Chapters 7-12 Analysis

This section of the novel highlights the theme of Navigating Change as David comes face to face with the changes in his own life as well as the changes in South Africa. After David is forced to resign from his job, he makes the dramatic decision to leave Cape Town. His departure is symbolic, highlighting that no one particularly notices or cares about his leaving since he has made no meaningful human connections in Cape Town. Like many things in David’s life, his big gesture of self-imposed exile has an audience of one: himself. However, though David feels like an alienated outsider in Cape Town, he feels even more estranged in Lucy’s home. He is unfamiliar with the surroundings and the people, and he struggles to come to terms with the changes of post-apartheid South Africa.


Petrus’s farm, which is right beside Lucy’s property, is emblematic of how South Africa is changing. Previously, Lucy was the sole owner of the property, but now, with the help of government grants, Lucy and Petrus are shared owners. In this post-apartheid society, Lucy and Petrus are on equal footing. Petrus is rapidly expanding his house and capitalizing on his ambitious plans, and this makes David uncomfortable because he has internalized the racial dynamics of the old world. When Petrus watches a soccer game in Lucy’s house, comfortably sprawled on the couch, David notices that the game is commentated in Indigenous languages that David does not understand. Because of Petrus’s comfort in this space, David feels even more like an outsider. His self-imposed exile from Cape Town has only served to remind him of how little he recognizes his own homeland.


David’s interactions with Lucy and Bev lay the foundation for him to slowly begin Building Empathy. David is a misogynist who still conceives of himself as adhering to some masculine ideal. He is self-confessed “womanizer” whose relationships with women are largely transactional. David is vain and pretentious, but Lucy and Bev are practical and tough. They have made lives for themselves by living off the land, while David lives a cozy life surrounded by books; while he only reads about human experiences rather than engaging with life, Bev and Lucy throw themselves into complex life experiences with courage. When David arrives in town, he misses his comforts and resents the hardness of their lives. With his closed misogynist mindset, he criticizes their femininity; he doesn’t approve that Lucy is a lesbian, and he cannot understand why Bev makes no effort to make herself more attractive. Their attitudes repudiate David’s transactional misogyny since they are not dedicating themselves to being sexually appealing to men like him. Yet, he slowly realizes that they work hard and do good, important work, and he is moved by Bev’s dedication to the animals she works with. David struggles to resolve this tension and to modernize his thinking, though he doesn’t fully succeed.

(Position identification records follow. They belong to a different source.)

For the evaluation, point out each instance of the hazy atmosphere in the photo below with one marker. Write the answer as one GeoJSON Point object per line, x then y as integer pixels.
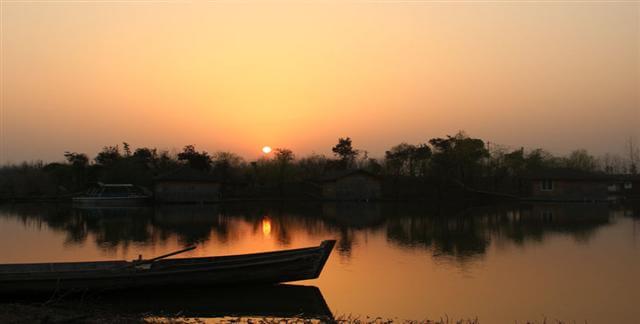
{"type": "Point", "coordinates": [235, 77]}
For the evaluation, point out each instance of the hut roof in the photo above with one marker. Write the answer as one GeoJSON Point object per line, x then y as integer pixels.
{"type": "Point", "coordinates": [333, 176]}
{"type": "Point", "coordinates": [187, 174]}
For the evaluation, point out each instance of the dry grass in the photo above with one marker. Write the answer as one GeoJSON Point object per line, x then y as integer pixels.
{"type": "Point", "coordinates": [70, 313]}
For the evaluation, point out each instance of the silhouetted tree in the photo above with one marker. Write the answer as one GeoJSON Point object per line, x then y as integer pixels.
{"type": "Point", "coordinates": [408, 159]}
{"type": "Point", "coordinates": [581, 160]}
{"type": "Point", "coordinates": [77, 160]}
{"type": "Point", "coordinates": [108, 155]}
{"type": "Point", "coordinates": [195, 159]}
{"type": "Point", "coordinates": [458, 156]}
{"type": "Point", "coordinates": [126, 149]}
{"type": "Point", "coordinates": [345, 151]}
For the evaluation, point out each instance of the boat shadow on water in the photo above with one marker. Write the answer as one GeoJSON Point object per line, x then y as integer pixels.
{"type": "Point", "coordinates": [247, 301]}
{"type": "Point", "coordinates": [282, 300]}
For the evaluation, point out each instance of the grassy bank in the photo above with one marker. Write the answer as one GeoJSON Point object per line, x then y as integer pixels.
{"type": "Point", "coordinates": [89, 313]}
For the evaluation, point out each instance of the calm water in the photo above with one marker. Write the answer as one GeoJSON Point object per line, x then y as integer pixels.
{"type": "Point", "coordinates": [500, 264]}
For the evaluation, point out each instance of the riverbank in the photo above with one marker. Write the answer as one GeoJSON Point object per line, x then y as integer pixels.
{"type": "Point", "coordinates": [79, 312]}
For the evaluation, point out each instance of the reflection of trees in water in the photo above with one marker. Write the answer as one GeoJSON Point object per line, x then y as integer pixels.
{"type": "Point", "coordinates": [467, 234]}
{"type": "Point", "coordinates": [190, 223]}
{"type": "Point", "coordinates": [461, 234]}
{"type": "Point", "coordinates": [458, 236]}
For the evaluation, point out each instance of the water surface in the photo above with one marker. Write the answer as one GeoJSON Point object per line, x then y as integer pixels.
{"type": "Point", "coordinates": [500, 264]}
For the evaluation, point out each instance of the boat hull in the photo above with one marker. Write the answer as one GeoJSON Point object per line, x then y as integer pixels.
{"type": "Point", "coordinates": [259, 268]}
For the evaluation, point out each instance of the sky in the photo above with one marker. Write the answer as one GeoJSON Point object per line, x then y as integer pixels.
{"type": "Point", "coordinates": [239, 75]}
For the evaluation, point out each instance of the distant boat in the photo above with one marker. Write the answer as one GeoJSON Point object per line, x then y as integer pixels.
{"type": "Point", "coordinates": [257, 268]}
{"type": "Point", "coordinates": [112, 194]}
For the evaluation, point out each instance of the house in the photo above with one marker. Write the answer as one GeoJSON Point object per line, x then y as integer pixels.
{"type": "Point", "coordinates": [625, 186]}
{"type": "Point", "coordinates": [349, 185]}
{"type": "Point", "coordinates": [561, 184]}
{"type": "Point", "coordinates": [187, 185]}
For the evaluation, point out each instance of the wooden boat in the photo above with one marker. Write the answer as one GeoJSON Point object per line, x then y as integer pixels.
{"type": "Point", "coordinates": [257, 268]}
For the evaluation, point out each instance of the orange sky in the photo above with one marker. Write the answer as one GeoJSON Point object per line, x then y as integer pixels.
{"type": "Point", "coordinates": [239, 75]}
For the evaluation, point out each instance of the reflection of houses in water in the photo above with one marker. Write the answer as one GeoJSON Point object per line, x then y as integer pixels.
{"type": "Point", "coordinates": [348, 185]}
{"type": "Point", "coordinates": [467, 235]}
{"type": "Point", "coordinates": [351, 216]}
{"type": "Point", "coordinates": [186, 185]}
{"type": "Point", "coordinates": [459, 236]}
{"type": "Point", "coordinates": [192, 223]}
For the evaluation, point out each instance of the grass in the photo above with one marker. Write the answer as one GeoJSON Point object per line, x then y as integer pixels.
{"type": "Point", "coordinates": [64, 312]}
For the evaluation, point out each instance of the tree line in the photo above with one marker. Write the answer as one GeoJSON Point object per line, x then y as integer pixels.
{"type": "Point", "coordinates": [454, 158]}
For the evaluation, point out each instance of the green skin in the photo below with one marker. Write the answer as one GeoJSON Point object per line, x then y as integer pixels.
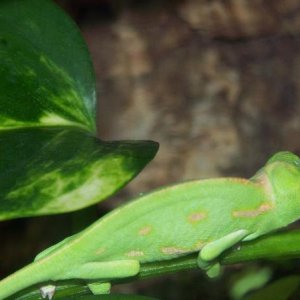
{"type": "Point", "coordinates": [206, 216]}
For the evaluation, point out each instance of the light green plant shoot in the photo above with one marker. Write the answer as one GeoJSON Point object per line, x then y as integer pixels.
{"type": "Point", "coordinates": [205, 216]}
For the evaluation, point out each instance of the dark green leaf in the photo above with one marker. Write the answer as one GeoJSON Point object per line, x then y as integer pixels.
{"type": "Point", "coordinates": [50, 170]}
{"type": "Point", "coordinates": [46, 76]}
{"type": "Point", "coordinates": [50, 162]}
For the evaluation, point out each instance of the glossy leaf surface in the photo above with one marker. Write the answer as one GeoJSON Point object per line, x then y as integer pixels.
{"type": "Point", "coordinates": [50, 160]}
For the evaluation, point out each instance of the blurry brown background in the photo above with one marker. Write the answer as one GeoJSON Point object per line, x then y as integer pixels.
{"type": "Point", "coordinates": [216, 83]}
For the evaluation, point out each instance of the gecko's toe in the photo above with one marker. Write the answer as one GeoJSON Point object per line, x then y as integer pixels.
{"type": "Point", "coordinates": [48, 291]}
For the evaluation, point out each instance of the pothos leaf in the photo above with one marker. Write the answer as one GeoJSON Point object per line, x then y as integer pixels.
{"type": "Point", "coordinates": [50, 160]}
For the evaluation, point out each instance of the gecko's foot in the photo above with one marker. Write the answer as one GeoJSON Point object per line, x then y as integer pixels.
{"type": "Point", "coordinates": [48, 291]}
{"type": "Point", "coordinates": [98, 288]}
{"type": "Point", "coordinates": [212, 269]}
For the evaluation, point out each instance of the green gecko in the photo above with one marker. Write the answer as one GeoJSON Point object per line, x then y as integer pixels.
{"type": "Point", "coordinates": [206, 216]}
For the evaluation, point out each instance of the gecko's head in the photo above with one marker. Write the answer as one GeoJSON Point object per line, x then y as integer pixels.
{"type": "Point", "coordinates": [283, 172]}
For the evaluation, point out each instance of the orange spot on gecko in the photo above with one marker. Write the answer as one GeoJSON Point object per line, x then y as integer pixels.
{"type": "Point", "coordinates": [145, 230]}
{"type": "Point", "coordinates": [135, 253]}
{"type": "Point", "coordinates": [100, 251]}
{"type": "Point", "coordinates": [199, 245]}
{"type": "Point", "coordinates": [254, 212]}
{"type": "Point", "coordinates": [195, 217]}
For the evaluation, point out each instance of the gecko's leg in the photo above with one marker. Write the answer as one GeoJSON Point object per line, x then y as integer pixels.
{"type": "Point", "coordinates": [103, 271]}
{"type": "Point", "coordinates": [212, 250]}
{"type": "Point", "coordinates": [99, 288]}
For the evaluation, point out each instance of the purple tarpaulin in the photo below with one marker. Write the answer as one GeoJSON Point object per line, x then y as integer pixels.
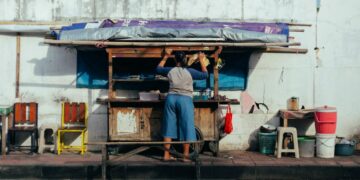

The brutality of the attack on Lucy and David is largely obscured since the narration follows David, who is unconscious and locked in the bathroom through much of the violence and when Lucy is presumably being raped. He is unable to intervene or help his daughter. He is reduced to a state of helplessness, which imbues him with guilt and shame regarding the attack. Furthermore, since he wasn’t present during the attack, he lacks authority when he tries to talk to Lucy about what she should do. Lucy points out to him on numerous occasions that he did not see what happened, and she also refuses to talk to him about what exactly happened. David must piece together reality from deductions and assumptions, meaning that he can never be completely sure about the truth. When he sees that Lucy has bathed, for example, he presumes that she is trying to wash herself after being raped. This recalls how he previously fantasized about Melanie bathing after he forced himself on her, paralleling both instances of sexual assault and presenting David as a perpetrator of violence. Notably, the narration does not use the word “rape” until David confronts Lucy about his frustrations. Instead, it uses indirect references to hint that Lucy might have been raped. Readers’ understanding of the events mirrors David’s confusion.